Максим Борисов, 26.03.2004

"Реализм, доходящий до фантастического"

С сайта www.church-marketing.com

(начало см. здесь)

"Фантастический реализм" - это своего рода оксюморон, но все из тех же игр, в которые играют не только создатели "Матрицы" и там, Борхес, Кастанеда, Коэльо, Мураками и бог весть кто еще... но и, например, маперы Unreal (это "нереальность", между прочим, в переводе, а основной целью при этом является как можно более точная имитация реальности, так что и тут - деконструкция реальности с целью познания, из чего эта самая реальность составлена, как она структурирована ("Эх, Стас Зиновьич, - сказал Иван. - А может быть, ее здесь-то как раз и делают, вашу Таинственную Силу?.." - Стругацкие, Собр.соч.в 11 тт. Т.10, с.729), с целью приближения к ее подлинной сути, идентификация признаков этой самой подлинной реальности (т.е. элиминация признаков ложных), "живая жизнь", одним словом, поиски, поиски...). То же самое и создатели всех этих компьютерных спецэффектов в нашумевших боевиках - одновременное приближение к реальности и бескомпромиссный бег от нее (эскапизм) - движение по замкнутому кругу со все убыстряющейся скоростью.
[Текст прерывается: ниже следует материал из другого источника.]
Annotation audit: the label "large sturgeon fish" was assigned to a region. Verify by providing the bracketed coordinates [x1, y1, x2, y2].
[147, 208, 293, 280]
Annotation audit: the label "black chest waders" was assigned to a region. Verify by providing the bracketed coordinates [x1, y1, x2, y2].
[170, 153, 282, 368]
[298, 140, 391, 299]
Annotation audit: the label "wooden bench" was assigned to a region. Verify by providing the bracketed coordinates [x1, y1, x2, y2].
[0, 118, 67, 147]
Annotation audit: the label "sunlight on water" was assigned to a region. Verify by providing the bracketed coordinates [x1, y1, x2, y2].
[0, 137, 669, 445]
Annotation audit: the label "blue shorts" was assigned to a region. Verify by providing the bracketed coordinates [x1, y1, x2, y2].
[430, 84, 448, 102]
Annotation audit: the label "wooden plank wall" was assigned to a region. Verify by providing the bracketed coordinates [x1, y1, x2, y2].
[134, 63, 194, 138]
Разрабатывая принципы "реализма, доходящего до фантастического", Достоевский, вообще говоря, не ставил своей целью создание нового направления. "Я ужасно боюсь "направления", если оно овладевает молодым художником, особенно при начале его поприща; и как вы думаете, чего именно тут боюсь: а вот именно того, что цель-то направления не достигается…" (Ф. М. Достоевский, "Дневник писателя 1873". Собр. соч. в 15-ти тт. С.-Пб.: "Наука", 1986-1996. Т. 12, с. 86. В дальнейшем все ссылки на произведения Ф. М. Достоевского, кроме особо оговоренных случаев, даются по этому изданию). По мысли Достоевского и сам принцип, и метод "фантастического реализма" исполняют сугубо служебную роль, помогают раздвинуть границы подлинно реалистического искусства, обогатить и обновить, придать должную "стереоскопичность" восприятию первой действительности. Он определял свою художественную систему как "реализм в высшем смысле" (Л.Гроссман, "Достоевский", М.: МГ, 1962, с.515). Сама мысль о том, что действительность по содержащимся в ней смыслам, возможностям и "парадоксам" превосходит всякое писательское воображение, неоднократно декларировалась в письмах, в критических и художественных произведениях Достоевского (например, в "Идиоте", в "Бесах", в "Дневнике писателя").

В "Дневнике писателя" на 1876 год (март, глава вторая) находим такую запись:
"Всегда говорят, что действительность скучна, однообразна; чтобы развлечь себя, прибегают к искусству, к фантазии, читают романы. Для меня, напротив: что может быть фантастичнее и неожиданнее действительности? Что может быть даже невероятнее иногда действительности? Никогда романисту не представить таких невозможностей, как те, которые действительность представляет нам каждый день тысячами, в виде самых обыкновенных вещей. Иного даже вовсе и не выдумать никакой фантазии. И какое преимущество над романом!.." (Т. 13, с. 104)

Разумеется, здесь дело не обходится без лукавства, без чисто писательского кокетства: ведь раз уж пишешь, следовательно, есть-таки и некое "преимущество" романа, осмысливающего ту самую действительность, перед которой нас призывают преклониться...

В ответ на попытки переложить "действительность" на бумагу чисто механически, предпринятые первоначально натуральной школой, а затем разночинцами-"шестидесятниками", крупнейшие мастера конца XIX века - Достоевский и Лев Толстой стремились выработать свой особый подход к изображению всей полноты реальности, отыскать средства, адекватные по широте охвата всех смыслов, ощущений, переживаний, эмоционально-психологических "парадоксов" и рождающихся непрерывно в душе человеческой "идей".

"Вторая действительность" (по выражению Л. Н. Толстого) романного пространства призвана служить инструментом приобщения читателя к подлинной "живой жизни", открывать ему глаза на скрытое в повседневной текучке средоточие настоящего существа всей человеческой жизни, затронуть главный нерв бытия. Характерное "пренебрежение внешней эффектностью сюжетного развития, хитроумной и занимательной, искусно построенной и сознательно усложненной фабулой, стремление строить свои романы так, чтобы их внешне "неправильная" и безыскусственная форма отвечала "неправильности и безыскусственности самой изображаемой жизни в ее реальном, повседневном течении, с характерным для нее сложным переплетением индивидуальных и общественных судеб, вначале нередко ставили западноевропейских читателей и критику в тупик" ("История всемирной литературы". Т.7, с.159).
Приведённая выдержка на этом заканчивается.